Book Review : Tom Piccirilli - The Last Deep Breath (2011)
Three years ago (or almost), American novelist Tom Piccirilli tragically passed away. I was a devoted fan of his work and the news just flattened me. Suddenly, I wasn't able to read his work anymore. It filled me with a fucked up sense of sadness and dread, knowing I would eventually run out of new material of his. I needed to grieve. It took me sometime, but I finally turned that corner and started reading Tom Piccirilli again. I picked up his novella The Last Deep Breath and instantly remembered one important thing: holy SMOKES that guy was good.
The Last Deep Breath is the story of Grey, a drifter and lady-killer with a special gift for attracting broken women who want him to murder their husband.

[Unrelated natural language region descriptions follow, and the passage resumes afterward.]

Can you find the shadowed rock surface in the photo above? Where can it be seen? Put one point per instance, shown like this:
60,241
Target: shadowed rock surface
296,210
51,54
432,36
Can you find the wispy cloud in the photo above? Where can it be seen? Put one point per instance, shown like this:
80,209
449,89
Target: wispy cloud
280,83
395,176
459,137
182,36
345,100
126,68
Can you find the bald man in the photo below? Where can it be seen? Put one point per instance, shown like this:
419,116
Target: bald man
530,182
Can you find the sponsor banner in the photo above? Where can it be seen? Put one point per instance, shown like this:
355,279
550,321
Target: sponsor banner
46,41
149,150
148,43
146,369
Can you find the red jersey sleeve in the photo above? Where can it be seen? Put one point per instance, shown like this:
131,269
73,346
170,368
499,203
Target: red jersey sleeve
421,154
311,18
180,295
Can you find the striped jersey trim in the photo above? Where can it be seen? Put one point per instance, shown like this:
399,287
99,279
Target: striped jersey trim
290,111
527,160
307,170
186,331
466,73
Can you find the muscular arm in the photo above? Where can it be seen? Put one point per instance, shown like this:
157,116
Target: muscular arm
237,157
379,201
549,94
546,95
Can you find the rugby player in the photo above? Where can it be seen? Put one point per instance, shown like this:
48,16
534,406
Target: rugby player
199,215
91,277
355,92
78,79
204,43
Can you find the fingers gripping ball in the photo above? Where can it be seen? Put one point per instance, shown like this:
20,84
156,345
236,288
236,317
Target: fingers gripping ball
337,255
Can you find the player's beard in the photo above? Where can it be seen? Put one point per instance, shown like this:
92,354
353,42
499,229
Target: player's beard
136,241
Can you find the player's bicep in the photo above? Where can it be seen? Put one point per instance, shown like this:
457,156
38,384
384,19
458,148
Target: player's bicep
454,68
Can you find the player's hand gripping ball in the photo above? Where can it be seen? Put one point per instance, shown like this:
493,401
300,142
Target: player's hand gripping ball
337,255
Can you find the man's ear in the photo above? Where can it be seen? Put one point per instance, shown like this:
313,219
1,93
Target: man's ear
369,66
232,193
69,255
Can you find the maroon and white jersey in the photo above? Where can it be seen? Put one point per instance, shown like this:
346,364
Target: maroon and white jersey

That dynamic changes the day Grey's sister Ellie shows up on his doorstep with a knife jammed in her side. Grey takes care of her and nurses her back to health, but starts investigating about her troublesome life on the sideline. Grey is going to discover a world filled with low-rent swindlers, scam artists, predatory movie agents and other, more terrifying characters who swallowed his sister's soul.
So, here's what makes Tom Piccirilli great: hardboiled fiction overflowers with drifters getting in trouble with murderous femmes fatales. He was very aware of that and made his protagonist Grey aware of that, too. So, Grey is self-awarely looking for a way out of his cliché vicious cycle. He gets that opportunity for an earnest redemption when his estranged sister suddenly walks back into his life, reviving painful memories of foster homes. The Last Deep Breath openly challenges and deconstruct one of the oldest hardboiled clichés without compromising on any of the darkness or violence. That takes vision and skill to pull off.
She turned over in bed, ran her finger through the wet thatch of his chest hair, and said, "I want you to kill my husband."
Grey wasn't surprised. It seemed like every third woman he ran into wanted her husband dead.
No divorce. No let's get him into AA or rehab. No he's the father of my children, sweet baby Jesus he deserves a second change. No smack him in teeth and leave him bleeding in the gutter.
No mercy at all. These ladies played a serious game.
Read the extract I've quoted right above. Read it twice. I don't know any other authors who can pull off such a seamless blend of first and third person narration. Tom Piccirilli excels at both (i.e. Clown in the Moonlight), but it really rises above when doing that "fake first person narration" like an anonymous observer with his own quirks and biases was telling the story. It is what makes reading Piccirilli such a unique and powerful experience each time, whatever the novel/novella might be about. Few have mastered both form and storytelling the way he did.
The Last Deep Breath made me consider the ol' talent versus popularity conundrum again. There are celebrated authors in our culture who are considerably less talented than Tom Piccirilli at telling at story, yet earned widespread recognition for telling more predictable and comforting stories. Now that he isn't with us anymore, it's up to you and me to assure his legacy. Let's go wild, beautiful people. Let's cover Goodreads and Amazon with reviews of Tom Piccirilli's books. I promised to make my part in 2018 and I highly suggest you to start with The Last Deep Breath. It's fantastic in a dark and brooding way only Piccirilli could've come up with.